Home > Software design >  How to put two Pandas box plots next to each other? Or group them by variable?
How to put two Pandas box plots next to each other? Or group them by variable?

Time:12-30

I have two data frames (df1 and df2). Each have the same 10 variables with different values.

I created box plots of the variables in the data frames like so:

df1.boxplot()
df2.boxplot()

I get two graphs of 10 box plots next to each other for each variable. The actual output is the second graph, however, as obviously Python just runs the code in order.

Instead, I would either like these box plots to appear side by side OR ideally, I would like 10 graphs (one for each variable) comparing each variable by data frame (e.g. one graph for the first variable with two box plots in it, one for each data frame). Is that possible just using python library or do I have to use Matplotlib?

Thanks!

CodePudding user response:

To get graphs, standard Python isn't enough. You'd need a graphical library such as matplotlib. Seaborn extends matplotlib to ease the creation of complex statistical plots. To work with Seaborn, the dataframes should be converted to long form (e.g. via pandas' melt) and then combined into one large dataframe.

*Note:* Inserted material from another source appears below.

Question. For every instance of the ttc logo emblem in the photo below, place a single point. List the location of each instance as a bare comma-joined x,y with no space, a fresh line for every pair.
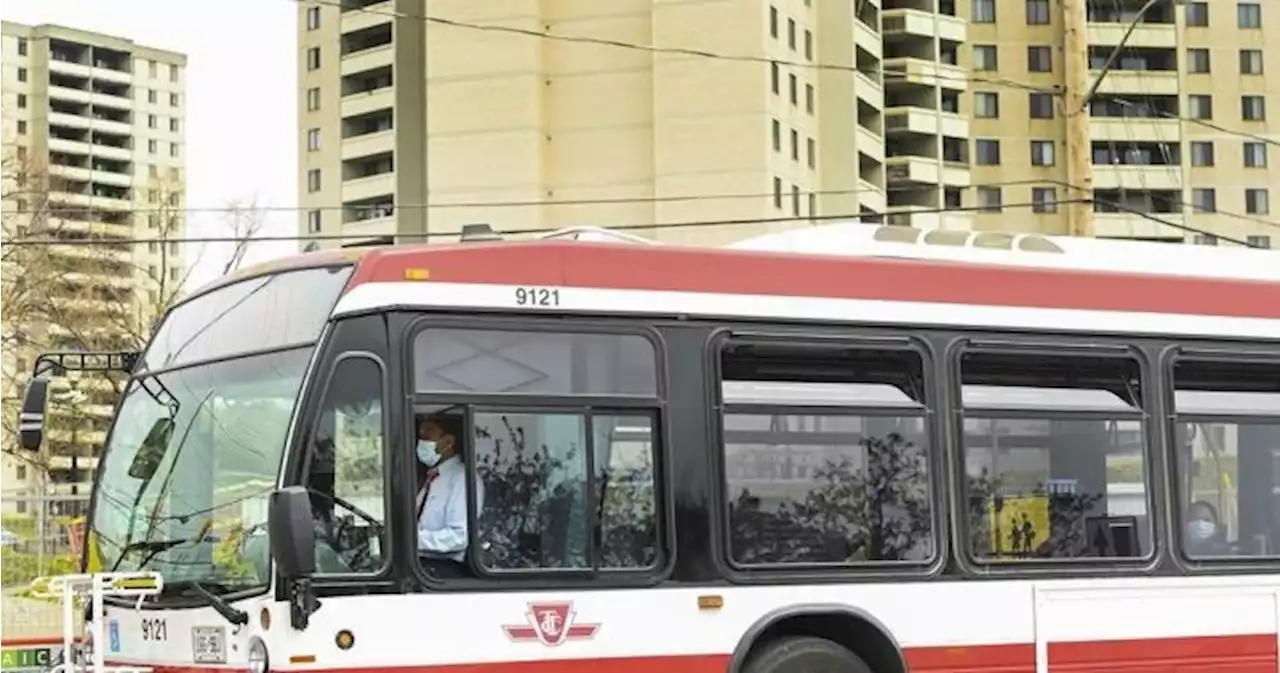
551,623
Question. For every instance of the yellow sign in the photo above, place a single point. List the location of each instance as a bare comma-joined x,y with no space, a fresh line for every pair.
1020,526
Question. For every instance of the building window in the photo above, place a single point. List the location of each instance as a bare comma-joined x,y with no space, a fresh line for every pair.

import matplotlib.pyplot as plt
import seaborn as sns
import pandas as pd
import numpy as np

# suppose df1 and df2 are dataframes, each with the same 10 columns
df1 = pd.DataFrame({i: np.random.randn(100).cumsum() for i in 'abcdefghij'})
df2 = pd.DataFrame({i: np.random.randn(150).cumsum() for i in 'abcdefghij'})

# pd.melt converts the dataframe to long form, pd.concat combines them
df = pd.concat({'df1': df1.melt(), 'df2': df2.melt()}, names=['source', 'old_index'])
# convert the source index to a column, and reset the old index
df = df.reset_index(level=0).reset_index(drop=True)

sns.boxplot(data=df, x='variable', y='value', hue='source', palette='turbo')

This creates boxes for each of the original columns, comparing the two dataframes:

seaborn boxplot from two wide dataframes

Optionally, you could create multiple subplots with that same information:

sns.catplot(data=df, kind='box', col='variable', y='value', x='source',
            palette='turbo', height=3, aspect=0.5, col_wrap=5)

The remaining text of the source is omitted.